Artur Duarte de Moraes Setembro de 2022 Crítica
Uma maquiagem pesada, roupa exagerada e uma peruca engomada e volumosa – essa é a parte fácil para criar um palhaço – o problema é quem usará todo esse adorno

Na década de 1980, o desafio era ainda maior. Não era suficiente ser apenas um palhaço, era necessário ser o Bozo! Ser o Bozo era se enquadrar nos rigorosos critérios de Alan Livingston, seu criador, que com tal feito, conquistou os Estados Unidos, México, Tailândia, Austrália, Grécia e Brasil. Como a marca Bozo é um direito autoral registrado, o diretor Daniel Rezende optou por retratá-lo no filme como Bingo.

Entre tantos atores que exerceram o papel, o filme retrata seu precursor e principal responsável pela consolidação do personagem, o ator Augusto Mendes, interpretado por Vladimir Brichta. Não é um documentário, mas ainda mostra como a ascensão de Mendes levou o público telespectador aos programas matinais.

Diante da hegemônica Rede Globo, que criou a “rainha dos baixinhos”, o maior objetivo de investimento do SBT era menos grandioso do que a liderança.

Contrariando as expectativas, o fenômeno do palhaço norte-americano, adaptado à realidade brasileira, competiu pela liderança de igual para igual em uma época que a hegemonia da Globo era ainda maior do que hoje. Essa competição seria boa para a televisão brasileira, pois criaria um campo de atuação mais nivelado, porém nem tudo foi positivo nessa atração infantil.

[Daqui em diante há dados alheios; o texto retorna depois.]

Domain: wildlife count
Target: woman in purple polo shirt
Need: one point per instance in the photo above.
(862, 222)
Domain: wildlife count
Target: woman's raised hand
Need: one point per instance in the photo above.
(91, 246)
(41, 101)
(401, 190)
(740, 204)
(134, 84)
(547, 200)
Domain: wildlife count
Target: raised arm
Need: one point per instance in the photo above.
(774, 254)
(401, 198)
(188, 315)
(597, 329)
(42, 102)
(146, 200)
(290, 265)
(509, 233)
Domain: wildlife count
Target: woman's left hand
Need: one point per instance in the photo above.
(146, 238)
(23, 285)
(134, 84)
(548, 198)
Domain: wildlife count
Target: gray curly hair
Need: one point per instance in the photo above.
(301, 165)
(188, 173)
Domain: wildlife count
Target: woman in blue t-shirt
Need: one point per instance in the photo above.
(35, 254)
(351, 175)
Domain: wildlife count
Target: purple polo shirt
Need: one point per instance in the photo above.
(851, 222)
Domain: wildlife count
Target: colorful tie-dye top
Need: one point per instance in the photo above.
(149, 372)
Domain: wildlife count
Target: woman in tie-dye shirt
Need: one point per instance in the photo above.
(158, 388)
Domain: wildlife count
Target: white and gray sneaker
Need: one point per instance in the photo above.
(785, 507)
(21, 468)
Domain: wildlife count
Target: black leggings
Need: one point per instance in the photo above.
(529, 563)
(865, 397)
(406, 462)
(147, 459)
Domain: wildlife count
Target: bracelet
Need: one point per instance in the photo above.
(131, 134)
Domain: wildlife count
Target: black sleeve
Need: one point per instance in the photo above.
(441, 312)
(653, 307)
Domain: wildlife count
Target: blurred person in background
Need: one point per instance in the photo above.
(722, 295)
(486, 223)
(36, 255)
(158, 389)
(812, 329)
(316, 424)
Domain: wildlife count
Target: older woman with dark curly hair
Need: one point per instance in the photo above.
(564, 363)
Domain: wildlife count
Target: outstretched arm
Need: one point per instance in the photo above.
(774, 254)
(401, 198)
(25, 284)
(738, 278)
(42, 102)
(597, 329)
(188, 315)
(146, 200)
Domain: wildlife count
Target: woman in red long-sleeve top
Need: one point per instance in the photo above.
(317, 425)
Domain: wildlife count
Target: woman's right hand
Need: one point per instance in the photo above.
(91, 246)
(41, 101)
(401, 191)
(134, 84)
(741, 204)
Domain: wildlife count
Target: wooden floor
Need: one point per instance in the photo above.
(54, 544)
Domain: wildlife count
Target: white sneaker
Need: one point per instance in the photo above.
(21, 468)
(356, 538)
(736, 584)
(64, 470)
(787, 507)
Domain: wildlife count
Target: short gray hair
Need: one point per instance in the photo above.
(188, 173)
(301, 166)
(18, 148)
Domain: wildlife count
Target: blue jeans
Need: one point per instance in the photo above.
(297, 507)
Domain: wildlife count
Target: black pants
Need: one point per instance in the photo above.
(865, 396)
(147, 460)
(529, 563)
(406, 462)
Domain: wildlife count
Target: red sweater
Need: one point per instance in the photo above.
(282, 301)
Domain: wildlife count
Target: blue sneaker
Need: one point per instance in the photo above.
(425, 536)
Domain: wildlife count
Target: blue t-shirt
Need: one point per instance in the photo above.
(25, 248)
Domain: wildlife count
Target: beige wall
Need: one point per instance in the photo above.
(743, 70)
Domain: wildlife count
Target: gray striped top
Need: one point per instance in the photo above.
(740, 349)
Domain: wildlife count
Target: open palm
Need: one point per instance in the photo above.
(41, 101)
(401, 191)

Sem muita consideração sobre como o conteúdo é apresentado às crianças, as emissoras fizeram todos os esforços para garantir a audiência usando sensualidade ou qualquer outro meio sem escrúpulos em apelo. Eles usaram cinicamente essas táticas para competir com outros canais por pontos na disputa.

Em pouco tempo ficou evidente que o palhaço era apenas uma peça do capital. Levado a acreditar que estava no controle, Augusto Mendes fez a parte mais difícil do trabalho, emplacando uma atração nova e desconhecida, cativando pequenos telespectadores e os influenciando para comprar seus produtos, ele cumpriu com perfeição suas responsabilidades de representar o capital com expertise.

Dentro da lógica do lucro, Augusto foi substituído quando deixou de trazer apenas benefícios. Na guerra por audiência, o palhaço foi reduzido à maquiagem e roupa e, no fim, não importava quem dava as usava. Era mais benéfico substituir uma engrenagem danificada do sistema, que permitiria números maiores de patrocinadores e aos fabricantes de produtos com estampas do palhaço.

Adicionar um palhaço a um programa de TV pode levar a um programa de sucesso e a uma campanha publicitária lucrativa. No entanto, a arte milenar de atuar como palhaço acaba desviada e até desvirtuada nas telas.

Ao fazer isso, não há mais o programa familiar de sair de casa e acompanhar um espetáculo. O palhaço passa a cumprir seu papel evitando que as crianças saiam de casa e mantendo todas em frente à televisão, com toda a comodidade e exposição ao marketing.